Translated from STCN
On November 18, Cai Jianchun, President of Shanghai Stock Exchange (SSE), said during his keynote speech at the HKEX Connect Summit that over ten years ago, regulators and financial practitioners in both the Mainland and Hong Kong SAR, with determination and good faith in reform and opening-up, have explored effective pathways to the two-way opening of capital markets and the internationalization of the RMB.
"In 2012 at a tea house in Shenzhen, senior executives from the Shanghai and Hong Kong exchanges sketched out the path to connect trades between the two stock markets on a small piece of napkin. This was the initial blueprint for the Shanghai-Hong Kong Stock Connect," Cai Jianchun said. "Two years later, the Shanghai-Hong Kong Stock Connect was successfully launched."
In the decade since its launch, the connect between the Mainland and Hong Kong stock markets has continued to widen. Notable developments include the introduction of special segregated accounts for northbound trading in 2015, the launch of the Shenzhen-Hong Kong Stock Connect in 2016 with the removal of the overall quota limit, the two-way quadrupling of the daily quotas in 2018, the inclusion of stocks of companies with different voting rights structures in 2019, the inclusion of stocks on the STAR Market in 2021, the inclusion of ETF products as eligible securities in 2022, and the two-way expansion of the trading calendar and broadening of the stock scope in 2023.

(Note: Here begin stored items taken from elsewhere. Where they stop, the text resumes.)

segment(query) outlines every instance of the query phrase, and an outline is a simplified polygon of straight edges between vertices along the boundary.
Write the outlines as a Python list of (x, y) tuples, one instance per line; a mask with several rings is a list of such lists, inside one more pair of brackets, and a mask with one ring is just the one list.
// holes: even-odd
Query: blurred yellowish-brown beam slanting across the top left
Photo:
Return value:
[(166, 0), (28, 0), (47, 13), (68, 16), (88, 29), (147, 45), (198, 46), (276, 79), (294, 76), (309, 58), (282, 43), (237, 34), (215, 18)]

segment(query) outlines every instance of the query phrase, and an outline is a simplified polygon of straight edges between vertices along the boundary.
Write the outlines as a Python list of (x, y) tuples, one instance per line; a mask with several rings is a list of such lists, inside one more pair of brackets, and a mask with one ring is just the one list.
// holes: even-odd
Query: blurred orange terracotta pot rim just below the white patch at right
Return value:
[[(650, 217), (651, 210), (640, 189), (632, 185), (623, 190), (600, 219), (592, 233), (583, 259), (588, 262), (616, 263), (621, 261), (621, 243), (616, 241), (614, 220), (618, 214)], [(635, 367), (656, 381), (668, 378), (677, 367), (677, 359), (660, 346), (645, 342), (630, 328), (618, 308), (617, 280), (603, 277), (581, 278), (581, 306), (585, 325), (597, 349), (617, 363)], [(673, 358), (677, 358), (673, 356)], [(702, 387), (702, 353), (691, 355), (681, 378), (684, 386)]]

"As of now, there are 1,349 stocks and 143 ETFs tradable under the Shanghai-Hong Kong Stock Connect, with 545 stocks and 17 ETFs in the southbound trading list. The cumulative trading volume of the Shanghai-Hong Kong Stock Connect has reached RMB 93 trillion, making it an important channel for Mainland investment in the Hong Kong market and for overseas investment in the Mainland market," Cai Jianchun said.
Cai Jianchun stated that over the past decade, the SSE has taken the launch of the Shanghai-Hong Kong Stock Connect as a starting point to align with the country's broader strategy for high-level openness, promote the orderly opening-up of capital markets, and deepen cooperation with overseas markets.
In June 2019, seven businesses of the Shanghai-London Stock Connect were implemented; in 2022, the scope of the depository receipt connectivity mechanism was expanded to Switzerland and Germany. The first batch of products for the China-Japan ETF Connectivity was launched in 2019, followed by the successful implementation of the Shanghai-Hong Kong ETF Connectivity and the Shanghai-Singapore ETF Connectivity. Positive progress has been made in cross-border index-based investment, tracking almost all broad-based indexes of major global markets. A-shares have been included in the international mainstream indexes, and the participation of overseas investors has continued to rise, with their trading share in the Shanghai market rising to 14%.
Cai Jianchun mentioned that the SSE is pursue all-round reforms to boost growth, enhance quality and efficiency, and promote openness, with the aim to build a world-class exchange as soon as possible. He said that under the guidance of China Securities Regulatory Commission and Securities and Futures Commission of Hong Kong, the SSE will work closely with the Hong Kong and Shenzhen exchanges to continue optimizing the connect scheme, deepen financial cooperation and openness between the Mainland and Hong Kong SAR, and serve domestic and overseas investors. They will create an environment where various types of capital are willing to come, stay, and thrive, delivering mutual benefits and win-win results to the capital markets in both regions, spurring the high-quality development of capital markets and serving the Chinese modernization.
Cai Jianchun also invited overseas investors to participate in the Chinese Mainland market, together building an open, inclusive, and efficient market ecosystem, and sharing the benefits of China's high-quality economic development.
The above information is provided for reference purposes only and does not constitute investment advice.